I aggree however that there are quite some things which need to be sorted out, or which will improve over time depending on user demand.

istankovic commented 1 year ago

Nevertheless, thinking fast forward into the future, the Beamer protocol is not meant to be "the frontend" + some smart contracts in the backend. We need to split this. The beamer contracts are an infrastructure protocol for the whole world to bridge tokens securely. In my eyes, the contracts are more a technology to use instead of a specific app. The Beamer dApp is built on top. This is where all the policy should happen IMO.

And additionally, there could be multiple apps on top of the same policy.

app
--------------
policy
--------------
infrastructure

By separating it in this way, policy makers could create their own policy, which lives next to our policy.

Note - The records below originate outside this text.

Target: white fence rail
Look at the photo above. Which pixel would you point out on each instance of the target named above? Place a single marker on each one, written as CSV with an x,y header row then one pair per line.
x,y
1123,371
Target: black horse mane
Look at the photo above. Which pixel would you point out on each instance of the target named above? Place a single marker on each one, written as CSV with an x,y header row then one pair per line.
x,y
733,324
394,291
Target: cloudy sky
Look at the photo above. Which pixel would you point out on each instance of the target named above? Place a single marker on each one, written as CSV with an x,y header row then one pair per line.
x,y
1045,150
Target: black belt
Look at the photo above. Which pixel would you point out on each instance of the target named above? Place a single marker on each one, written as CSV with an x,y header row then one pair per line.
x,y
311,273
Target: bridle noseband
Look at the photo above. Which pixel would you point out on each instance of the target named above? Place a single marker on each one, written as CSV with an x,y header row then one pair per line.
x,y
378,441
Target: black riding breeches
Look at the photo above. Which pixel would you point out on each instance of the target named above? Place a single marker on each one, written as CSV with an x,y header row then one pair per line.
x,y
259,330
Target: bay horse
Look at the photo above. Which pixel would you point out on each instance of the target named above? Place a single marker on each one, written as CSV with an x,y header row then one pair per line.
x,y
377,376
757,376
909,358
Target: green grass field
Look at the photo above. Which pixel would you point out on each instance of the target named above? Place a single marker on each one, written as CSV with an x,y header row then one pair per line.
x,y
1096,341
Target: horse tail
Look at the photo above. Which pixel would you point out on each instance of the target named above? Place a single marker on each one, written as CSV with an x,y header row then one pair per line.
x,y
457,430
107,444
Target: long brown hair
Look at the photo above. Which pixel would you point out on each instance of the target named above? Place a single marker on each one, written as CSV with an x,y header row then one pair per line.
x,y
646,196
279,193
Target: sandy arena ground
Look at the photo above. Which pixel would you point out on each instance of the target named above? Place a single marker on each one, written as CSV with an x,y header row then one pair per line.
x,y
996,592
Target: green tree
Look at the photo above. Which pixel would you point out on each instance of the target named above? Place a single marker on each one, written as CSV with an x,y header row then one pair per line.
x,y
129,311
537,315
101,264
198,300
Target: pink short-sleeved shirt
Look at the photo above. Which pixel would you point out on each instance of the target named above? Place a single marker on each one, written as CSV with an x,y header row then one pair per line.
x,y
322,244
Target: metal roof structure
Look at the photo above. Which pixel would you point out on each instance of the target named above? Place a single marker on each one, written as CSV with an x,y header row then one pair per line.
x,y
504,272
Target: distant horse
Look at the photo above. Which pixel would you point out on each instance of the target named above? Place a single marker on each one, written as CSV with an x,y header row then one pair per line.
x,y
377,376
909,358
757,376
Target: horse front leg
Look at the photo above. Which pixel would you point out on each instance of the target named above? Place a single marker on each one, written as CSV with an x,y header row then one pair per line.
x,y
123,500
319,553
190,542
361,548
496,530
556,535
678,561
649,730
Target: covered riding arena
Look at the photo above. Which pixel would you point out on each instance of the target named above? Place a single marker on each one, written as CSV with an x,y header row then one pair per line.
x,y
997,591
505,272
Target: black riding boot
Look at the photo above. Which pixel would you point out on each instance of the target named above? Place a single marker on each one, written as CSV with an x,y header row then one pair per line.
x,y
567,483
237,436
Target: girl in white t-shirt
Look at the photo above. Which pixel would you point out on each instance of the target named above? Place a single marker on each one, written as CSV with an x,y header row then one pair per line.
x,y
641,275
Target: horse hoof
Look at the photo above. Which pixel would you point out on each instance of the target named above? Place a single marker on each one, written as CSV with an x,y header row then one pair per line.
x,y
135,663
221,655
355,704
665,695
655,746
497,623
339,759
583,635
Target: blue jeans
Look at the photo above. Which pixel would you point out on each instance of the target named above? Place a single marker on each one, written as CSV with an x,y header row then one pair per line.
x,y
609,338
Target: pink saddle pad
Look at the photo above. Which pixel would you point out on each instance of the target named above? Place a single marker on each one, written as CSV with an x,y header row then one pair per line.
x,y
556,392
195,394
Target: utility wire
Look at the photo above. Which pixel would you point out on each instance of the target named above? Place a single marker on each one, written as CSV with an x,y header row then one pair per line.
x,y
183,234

I.e. If an app wants to create a market for agents competing with each other, they can do it, if we as the Beamer team want to have a different approach for our services, we can do so. It is an open protocol to build on.

Yeah, I see, we're talking about Beamer both as a protocol, but also as a protocol framework, that one could use to implement other protocols (in a somewhat wider sense). In general, I find that quite nice and elegant, and from a technical level also, it definitely has some advantages.

I just wanted to make the point that each choice we make here is a political one, in certain ways. But I also agree that we can do both: turn Beamer into a protocol infrastructure and provide our own implementation on top of it, as we see fit (basically what we have now with v1, the current frontend and agents).

Thanks for expanding!

fredo commented 1 year ago

I just wanted to make the point that each choice we make here is a political one, in certain ways

totally agree. It was bad wording.

istankovic commented 1 year ago

Interesting question. I think the main question is when can the outcome of a request (filled/not filled) be seen as final. From the request managers code, ultimate finality happens when a participant withdraws the token.

Right, but this is somewhat limiting because it then basically prevents ideas that could be built on top of "accumulated funds" in the contracts. I think we mentioned this a couple of times, and also there's the idea of partial/fractional fills...

I'm not sure what the best finality criteria would be, but I think we should choose it carefully in order to keep the doors open for future features.

fredo commented 1 year ago

I'm not sure whether I can follow this thought, but we should maybe postpone this discussion as it seems to be one of the details. However, a proxy can choose on its own what criteria it chooses for finality. It can also choose how agents should be penalized or even if.